Preparing in advance for changes and problems helps you handle them quickly and appropriately. Failure to have contingency plans can result in chaos during a crisis if people don’t know what to do. Additionally, testing these plans ensures that response during an actual crisis is quick and effective. You’ll want a well-coordinated response for any identity-related issues that arise. You can easily achieve that by defining processes ahead of time for each of the following scenarios and training staff on how to handle each scenario. Proper planning will ensure you deliver good customer experience while minimizing risk and liability.
"Learn how planning for identity-related issues in projects is essential to ensure good customer experience while minimizing risk and liability during a system crisis."
Plan to Accommodate User Changes
User Profile Updates and Deleted Accounts
The most common change that you’ll need to handle is simply allowing users to update their user profile.
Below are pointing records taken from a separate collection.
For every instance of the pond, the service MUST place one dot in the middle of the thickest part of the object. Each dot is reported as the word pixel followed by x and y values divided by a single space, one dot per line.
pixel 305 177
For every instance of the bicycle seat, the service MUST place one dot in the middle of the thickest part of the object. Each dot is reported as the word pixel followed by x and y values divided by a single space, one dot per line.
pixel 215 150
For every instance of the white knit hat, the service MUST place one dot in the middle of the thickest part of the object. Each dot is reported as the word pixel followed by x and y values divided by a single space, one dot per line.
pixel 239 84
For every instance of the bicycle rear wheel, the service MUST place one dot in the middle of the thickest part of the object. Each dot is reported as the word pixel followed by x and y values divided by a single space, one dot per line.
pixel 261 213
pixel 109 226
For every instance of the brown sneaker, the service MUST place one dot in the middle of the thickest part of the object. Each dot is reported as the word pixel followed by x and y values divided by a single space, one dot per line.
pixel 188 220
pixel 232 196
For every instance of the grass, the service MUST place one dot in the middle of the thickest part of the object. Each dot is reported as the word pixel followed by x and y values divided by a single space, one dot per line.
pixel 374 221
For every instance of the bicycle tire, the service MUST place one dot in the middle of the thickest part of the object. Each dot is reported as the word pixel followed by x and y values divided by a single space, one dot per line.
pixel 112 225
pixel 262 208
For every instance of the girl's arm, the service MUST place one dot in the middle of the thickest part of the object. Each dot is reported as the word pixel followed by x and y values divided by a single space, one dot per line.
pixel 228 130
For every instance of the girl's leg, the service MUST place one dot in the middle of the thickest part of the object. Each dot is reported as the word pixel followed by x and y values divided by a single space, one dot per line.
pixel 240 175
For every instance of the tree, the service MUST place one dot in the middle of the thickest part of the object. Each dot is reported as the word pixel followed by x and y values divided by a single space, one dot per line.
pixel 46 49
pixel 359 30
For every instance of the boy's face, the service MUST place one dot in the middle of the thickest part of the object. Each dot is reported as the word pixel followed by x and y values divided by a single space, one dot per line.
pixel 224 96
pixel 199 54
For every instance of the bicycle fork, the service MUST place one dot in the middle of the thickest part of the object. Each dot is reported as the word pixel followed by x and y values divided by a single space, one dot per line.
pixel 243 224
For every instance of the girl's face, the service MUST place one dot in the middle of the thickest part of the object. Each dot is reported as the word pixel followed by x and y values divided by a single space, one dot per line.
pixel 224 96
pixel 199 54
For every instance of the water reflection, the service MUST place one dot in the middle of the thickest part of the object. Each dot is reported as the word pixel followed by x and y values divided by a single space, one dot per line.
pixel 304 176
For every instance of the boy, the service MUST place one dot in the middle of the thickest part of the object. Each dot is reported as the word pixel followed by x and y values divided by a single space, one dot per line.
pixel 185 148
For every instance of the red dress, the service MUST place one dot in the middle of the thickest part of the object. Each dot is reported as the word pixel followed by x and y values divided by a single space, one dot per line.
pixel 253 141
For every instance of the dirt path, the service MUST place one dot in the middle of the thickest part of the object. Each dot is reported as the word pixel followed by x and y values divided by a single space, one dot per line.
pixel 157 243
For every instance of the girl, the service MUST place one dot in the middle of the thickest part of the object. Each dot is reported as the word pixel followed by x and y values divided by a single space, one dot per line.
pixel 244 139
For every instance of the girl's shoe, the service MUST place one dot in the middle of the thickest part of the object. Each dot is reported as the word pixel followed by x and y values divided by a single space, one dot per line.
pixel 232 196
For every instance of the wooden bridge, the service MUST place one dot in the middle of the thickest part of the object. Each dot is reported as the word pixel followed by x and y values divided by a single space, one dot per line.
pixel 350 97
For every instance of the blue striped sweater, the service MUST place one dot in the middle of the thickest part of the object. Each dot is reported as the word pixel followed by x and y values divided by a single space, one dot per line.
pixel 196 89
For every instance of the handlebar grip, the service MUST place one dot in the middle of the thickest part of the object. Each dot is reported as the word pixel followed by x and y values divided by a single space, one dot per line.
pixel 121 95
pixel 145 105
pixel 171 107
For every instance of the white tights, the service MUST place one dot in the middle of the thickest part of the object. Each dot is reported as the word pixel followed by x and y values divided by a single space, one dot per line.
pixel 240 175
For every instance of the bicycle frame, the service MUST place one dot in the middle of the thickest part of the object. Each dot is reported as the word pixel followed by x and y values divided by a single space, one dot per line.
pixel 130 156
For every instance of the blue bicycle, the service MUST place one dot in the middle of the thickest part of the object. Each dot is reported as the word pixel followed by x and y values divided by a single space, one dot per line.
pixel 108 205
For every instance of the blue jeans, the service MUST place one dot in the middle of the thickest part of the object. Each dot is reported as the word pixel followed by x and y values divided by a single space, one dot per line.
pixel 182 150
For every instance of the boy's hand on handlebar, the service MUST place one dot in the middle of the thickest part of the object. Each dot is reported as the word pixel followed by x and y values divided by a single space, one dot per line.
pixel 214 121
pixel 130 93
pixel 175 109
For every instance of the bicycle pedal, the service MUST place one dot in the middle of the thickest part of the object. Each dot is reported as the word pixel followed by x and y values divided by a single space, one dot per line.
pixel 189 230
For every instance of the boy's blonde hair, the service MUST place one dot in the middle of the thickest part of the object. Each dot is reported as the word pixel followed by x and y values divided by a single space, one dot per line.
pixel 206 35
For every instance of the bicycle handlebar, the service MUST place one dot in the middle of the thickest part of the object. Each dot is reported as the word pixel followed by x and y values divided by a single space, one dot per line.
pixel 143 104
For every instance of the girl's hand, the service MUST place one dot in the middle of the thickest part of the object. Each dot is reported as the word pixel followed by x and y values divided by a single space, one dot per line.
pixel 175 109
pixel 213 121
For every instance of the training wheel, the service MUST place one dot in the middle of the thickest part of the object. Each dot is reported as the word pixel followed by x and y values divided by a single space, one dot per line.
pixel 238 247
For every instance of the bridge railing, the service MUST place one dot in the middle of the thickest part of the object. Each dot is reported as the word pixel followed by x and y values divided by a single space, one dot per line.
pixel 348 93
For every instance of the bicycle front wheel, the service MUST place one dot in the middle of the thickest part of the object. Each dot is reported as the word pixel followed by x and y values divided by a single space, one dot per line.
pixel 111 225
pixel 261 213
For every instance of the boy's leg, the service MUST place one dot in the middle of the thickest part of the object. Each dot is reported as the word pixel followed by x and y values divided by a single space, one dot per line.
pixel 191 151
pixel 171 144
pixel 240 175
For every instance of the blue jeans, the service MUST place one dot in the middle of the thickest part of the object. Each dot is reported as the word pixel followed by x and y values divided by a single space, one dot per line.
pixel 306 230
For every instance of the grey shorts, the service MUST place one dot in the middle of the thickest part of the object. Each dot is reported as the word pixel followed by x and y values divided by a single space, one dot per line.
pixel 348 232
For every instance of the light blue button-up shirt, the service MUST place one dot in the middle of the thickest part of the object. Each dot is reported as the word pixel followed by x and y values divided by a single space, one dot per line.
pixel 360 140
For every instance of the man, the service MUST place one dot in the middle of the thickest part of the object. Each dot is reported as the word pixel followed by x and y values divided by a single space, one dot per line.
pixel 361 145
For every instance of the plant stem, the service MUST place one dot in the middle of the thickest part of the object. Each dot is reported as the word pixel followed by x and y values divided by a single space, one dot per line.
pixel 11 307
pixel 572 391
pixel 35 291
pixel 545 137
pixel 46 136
You should make sure you’ve provided a means for the user to update their profile, including their name, email address, and phone number. When a change is made, if the attribute involved is the primary identifier for an account, you should reserve the old name from future use when allowing the user to change that identifier. You should also reserve the account identifier for any accounts which have been deleted. In general, you should reserve any account names used in the past so they cannot be used by new owners in the future.
Allowing a new account to reuse the name of a previously renamed or deleted account might enable someone to create a new account in the name of an account owned by someone else in the past. The new owner could then request a restore from a time when the original account existed. This would enable unauthorized access by the new owner to the data from the original account. If you establish a policy of reserving the identifiers associated with renamed or deleted accounts, you eliminate the possibility of this happening. The important thing is to understand the risk and have policies and procedures in place to prevent the exposure of data from previously renamed or deleted accounts to new, unauthorized owners.
In a related scenario, you should establish a process for orphaned accounts. This scenario occurs when an account administrator has left the organization owning an account, but no one still associated with the organization has access to the account. In this case, a representative from the account organization files a helpdesk request asking for access. You need a process to vet such requests to ensure they come from people genuinely associated with the organization and not from an imposter.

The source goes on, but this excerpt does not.